Wer das hofft, dürfte von "Herr Puntila und das Riesending in Mitte" enttäuscht sein. Es ist ein normaler Pollesch, heißt: Man sieht die bei ihm üblichen Verfahren, hört Texte und Fremdtexte in den gewohnt künstlichen Stimmlagen, vorgetragen von Schauspielern, mit denen er schon seit Jahren und Jahrzehnten arbeitet.
Sie reden einander mit ihren echten Namen an, die auch auf ihren Kostümen stehen, geben Theoriehäppchen von sich, wechseln rasant die Themen, fluchen und schreien. Die Souffleurin steht mit auf der Bühne, ein Chor tritt auf und sehr schnell wieder ab, lange Umbaupausen werden mit Popmusik überbrückt. Inhaltlich geht es, wie gewohnt, um alles Mögliche: Schautheater versus Lehrstück, Gentrifizierung, Fremdbestimmung, um den Kapitalismus natürlich, dazu gibt's Verweise auf Theodor Adorno, Slavoj Žižek, Heiner Müller und John Cassavetes. Nichts Überraschendes zu vermelden also für all jene, die schon ein paar Arbeiten von Pollesch gesehen haben.
Humor macht den Unterschied
Bleibt die entscheidende Frage: Hat es Spaß gemacht? War es lustig? Wenn er nicht gerade mit Fabian Hinrichs zusammenarbeitet, der Melancholie, Wärme und Tiefe mitbringt, ist der Humor in den letzten Jahren oft der Unterschied zwischen einem schwachen oder starken Pollesch gewesen. Also wie war's? Anfangs mäßig unterhaltsam, später etwas witziger. Franz Beil sorgt für ein paar Pointen, wenn er von einem kommunistischen Lehrer an seiner Schauspielschule erzählt oder im Grasrausch erkennt, dass sein vierjähriges Kind noch richtig klein ist.
Astrid Meyerfeld verwechselt Inga Busch mit dem Kulturtheoretiker Wolfgang Schivelbusch, Christine Groß den Chor mit der Souffleurin. Die Ordnung ist durcheinandergeraten, wie gewohnt und beabsichtigt. Groß klärt auf, dass die Meisterwerke des Renaissance-Künstlers Raffael nicht eigentlich seine Leistung waren, sondern aus dem technischen Fortschritt und der Arbeitsteilung resultierten. Eine Arbeitsteilung, die aber nur in die Abhängigkeit geführt habe. Inga Busch sekundiert mit der Geschichte, wie ein Regisseur es einmal gewagt hatte, ihr zu sagen, wie sie einen Text zu lesen hat. Völlig verzichtbar sei dieser Beruf!

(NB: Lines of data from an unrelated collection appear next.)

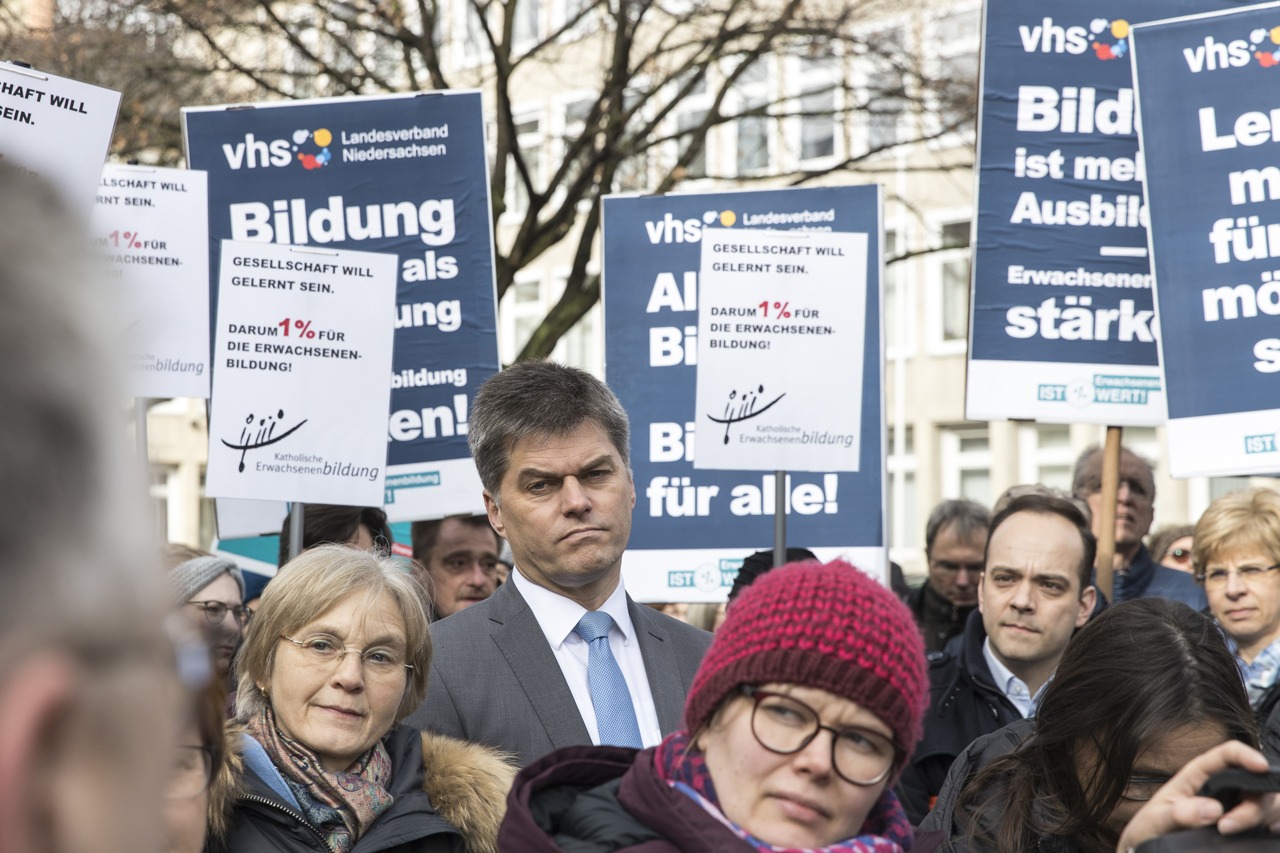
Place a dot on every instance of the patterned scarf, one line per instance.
(886, 829)
(343, 804)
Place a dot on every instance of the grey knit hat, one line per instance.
(191, 576)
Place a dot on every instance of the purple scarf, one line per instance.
(886, 829)
(343, 804)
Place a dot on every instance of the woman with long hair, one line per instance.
(1142, 690)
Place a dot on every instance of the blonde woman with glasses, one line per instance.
(1237, 559)
(337, 655)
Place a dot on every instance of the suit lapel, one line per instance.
(520, 638)
(661, 667)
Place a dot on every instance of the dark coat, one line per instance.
(263, 822)
(599, 799)
(1144, 578)
(964, 705)
(603, 799)
(1267, 714)
(937, 617)
(941, 828)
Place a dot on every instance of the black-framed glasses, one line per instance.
(1139, 789)
(786, 725)
(215, 611)
(321, 649)
(191, 774)
(1217, 578)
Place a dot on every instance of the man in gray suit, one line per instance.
(552, 446)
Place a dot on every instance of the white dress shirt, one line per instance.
(558, 616)
(1013, 687)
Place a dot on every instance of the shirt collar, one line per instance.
(558, 615)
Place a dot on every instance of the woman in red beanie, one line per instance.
(800, 719)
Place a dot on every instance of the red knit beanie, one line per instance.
(828, 626)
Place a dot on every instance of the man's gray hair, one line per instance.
(968, 516)
(539, 398)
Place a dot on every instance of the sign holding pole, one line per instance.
(302, 352)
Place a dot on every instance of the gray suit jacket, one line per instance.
(494, 679)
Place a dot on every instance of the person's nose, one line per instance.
(1024, 597)
(816, 758)
(1235, 585)
(476, 575)
(350, 674)
(574, 497)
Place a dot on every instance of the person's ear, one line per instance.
(494, 511)
(33, 698)
(1088, 600)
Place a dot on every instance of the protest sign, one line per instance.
(1211, 133)
(151, 226)
(769, 304)
(691, 528)
(405, 174)
(1063, 327)
(302, 352)
(58, 128)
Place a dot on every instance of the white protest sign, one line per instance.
(152, 227)
(56, 127)
(301, 363)
(780, 350)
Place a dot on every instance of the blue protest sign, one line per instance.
(1210, 91)
(1063, 327)
(403, 174)
(691, 528)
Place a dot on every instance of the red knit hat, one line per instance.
(828, 626)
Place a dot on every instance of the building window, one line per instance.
(525, 28)
(818, 80)
(954, 37)
(1045, 455)
(967, 464)
(886, 94)
(952, 270)
(899, 329)
(904, 529)
(529, 140)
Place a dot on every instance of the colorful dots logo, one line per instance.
(1264, 44)
(1110, 37)
(320, 138)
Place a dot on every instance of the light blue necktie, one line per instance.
(615, 715)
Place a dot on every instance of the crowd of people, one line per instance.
(503, 692)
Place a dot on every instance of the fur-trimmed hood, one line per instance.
(467, 784)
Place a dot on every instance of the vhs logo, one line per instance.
(1106, 39)
(309, 147)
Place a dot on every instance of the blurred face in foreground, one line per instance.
(799, 799)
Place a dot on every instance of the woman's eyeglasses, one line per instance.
(786, 725)
(215, 611)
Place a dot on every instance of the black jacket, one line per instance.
(941, 826)
(264, 824)
(964, 705)
(937, 617)
(1267, 714)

Sehnsucht nach Ruhe vor dem Publikum
So landen sie zuverlässig immer wieder beim Theater selbst, als wäre es der Ort, an denen die politischen Widersprüche der Gegenwart sich am deutlichsten zeigten. Aber vermutlich geht es ihnen gar nicht darum, irgendetwas zu zeigen, sondern weiterhin einfach darum "sich selbst zu genießen“, wie es früher mal bei Pollesch hieß. "Wir spielen ohne Publikum", verkündet Inga Busch, und das klingt hier nicht wie die Befürchtung eines erneuten Lockdowns, sondern wie das ersehnte Ziel, Erwartungen nicht mal mehr unterlaufen zu müssen. Selbstgenügsam machen sie bis dahin ihr Ding, es ist ein eher kleines Ding.
Herr Puntila und das Riesending in Mitte
von René Pollesch
Regie: René Pollesch, Bühne: Nina von Mechow, Kostüme: Tabea Braun, Dramaturgie: Johanna Kobusch.
Mit: Franz Beil, Inga Busch, Christine Groß, Astrid Meyerfeldt.
Chor: Svetlana Behrendt-Klein, Béla Erchinger, Rojin Haddad, Zarah Kofler, Lilith Krause, Marén Kutschick, Elisabeth Zumpe, Janoushka Kamin, Kerstin Feldmayer.
Premiere am 11. November 2021
Dauer: 1 Stunde 30 Minuten, keine Pause
www.volksbuehne.berlin
Mehr dazu: Über seinen Intendanzstart an der Volksbühne am Rosa-Luxemburg-Platz spricht René Pollesch im aktuellen Theaterpodcast #40 mit Susanne Burkhardt und Elena Philipp.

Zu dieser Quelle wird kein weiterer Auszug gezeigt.